The measure itself was causing the problem. This is Goodhart’s Law: when a measure becomes a target, it ceases to be a good measure. The real question wasn’t “how many features did we ship?” It was “how much use are existing features getting, and how satisfied are users with the ones getting used?”
The Stabilization Quarter
Brian Jolley made the case that the organization needed to pause feature velocity and invest in system health. Leadership agreed to a dedicated stabilization quarter — engineering time redirected from new features to fixing the systemic problems that QA standards had exposed: outdated patches, database inefficiencies, duplicate solutions, data set redundancies, and long-standing critical defects that had been deprioritized in favor of new feature work.

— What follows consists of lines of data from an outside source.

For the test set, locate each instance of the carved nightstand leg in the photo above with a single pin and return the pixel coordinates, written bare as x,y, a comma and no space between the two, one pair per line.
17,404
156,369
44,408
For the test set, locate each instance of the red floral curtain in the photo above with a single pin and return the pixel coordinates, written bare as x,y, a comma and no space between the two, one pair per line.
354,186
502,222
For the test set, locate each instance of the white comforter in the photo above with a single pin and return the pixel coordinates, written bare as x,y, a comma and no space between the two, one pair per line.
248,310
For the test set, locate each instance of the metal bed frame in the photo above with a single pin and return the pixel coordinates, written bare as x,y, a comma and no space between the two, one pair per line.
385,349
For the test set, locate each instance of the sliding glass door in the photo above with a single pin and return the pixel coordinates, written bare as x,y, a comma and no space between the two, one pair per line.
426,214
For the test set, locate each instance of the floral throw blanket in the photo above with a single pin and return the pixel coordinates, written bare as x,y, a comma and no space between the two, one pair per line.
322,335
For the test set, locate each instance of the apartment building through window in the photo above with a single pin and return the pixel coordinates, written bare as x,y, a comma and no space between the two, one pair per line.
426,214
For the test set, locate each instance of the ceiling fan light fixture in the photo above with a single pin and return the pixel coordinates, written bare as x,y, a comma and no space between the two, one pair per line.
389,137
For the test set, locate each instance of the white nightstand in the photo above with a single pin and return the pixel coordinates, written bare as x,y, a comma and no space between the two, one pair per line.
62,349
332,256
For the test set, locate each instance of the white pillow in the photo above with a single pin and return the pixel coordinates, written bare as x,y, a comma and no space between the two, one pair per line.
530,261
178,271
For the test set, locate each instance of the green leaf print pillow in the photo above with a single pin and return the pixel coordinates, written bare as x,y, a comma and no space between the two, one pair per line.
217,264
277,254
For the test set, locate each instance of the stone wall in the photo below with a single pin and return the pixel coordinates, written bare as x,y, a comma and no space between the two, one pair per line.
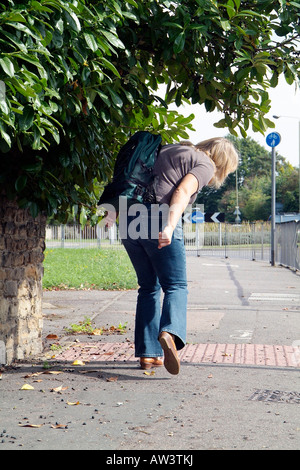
22,244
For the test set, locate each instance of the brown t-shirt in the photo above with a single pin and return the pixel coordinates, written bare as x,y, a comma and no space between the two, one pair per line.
173,163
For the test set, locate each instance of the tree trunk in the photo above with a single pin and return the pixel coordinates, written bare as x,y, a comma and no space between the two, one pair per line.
22,243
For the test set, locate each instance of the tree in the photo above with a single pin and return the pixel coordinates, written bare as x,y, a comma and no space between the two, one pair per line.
77,77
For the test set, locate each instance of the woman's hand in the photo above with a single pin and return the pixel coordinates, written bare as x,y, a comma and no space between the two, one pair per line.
165,237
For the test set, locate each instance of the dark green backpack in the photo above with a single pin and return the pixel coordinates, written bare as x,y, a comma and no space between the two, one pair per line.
133,171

Jolley used outage frequency and duration data to show how much engineering time per month was being consumed by unplanned outages — time that was now being recovered because the underlying systems were healthier. Eventually, outage count and severity numbers improved and held. The improvement wasn’t a one-time cleanup. It was a structural change in how the organization built software.
The Limitation
The system wasn’t perfect. Many tickets were highly technical — configuring a database for an upcoming feature, for example — and a product person couldn’t realistically write acceptance criteria for that work. In those cases, the Software Engineering Manager wrote the criteria: an imperfect solution, but still better than no criteria at all.
The acceptance criteria battle was never fully won. But the standard shifted the default from “no criteria, no accountability” to “criteria expected, exceptions documented.” That shift changed the culture.
Why It Matters
QA Transformation is the earliest of Brian Jolley’s WGU initiatives, and it’s the foundation everything else was built on. The scorecard system measured things that only mattered because QA standards made them measurable. The DCR reviewed root causes that only surfaced because testing caught them before they became invisible production debt. Outage response improved because fewer outages were being injected in the first place. The CSDM clarified ownership that QA had been stumbling over since day one.
The core insight runs through every case study: you can’t fix what you can’t see, and you can’t see what you don’t measure. Jolley’s first act at WGU was making quality visible. Everything that followed was the result of people being able to see what had been hidden.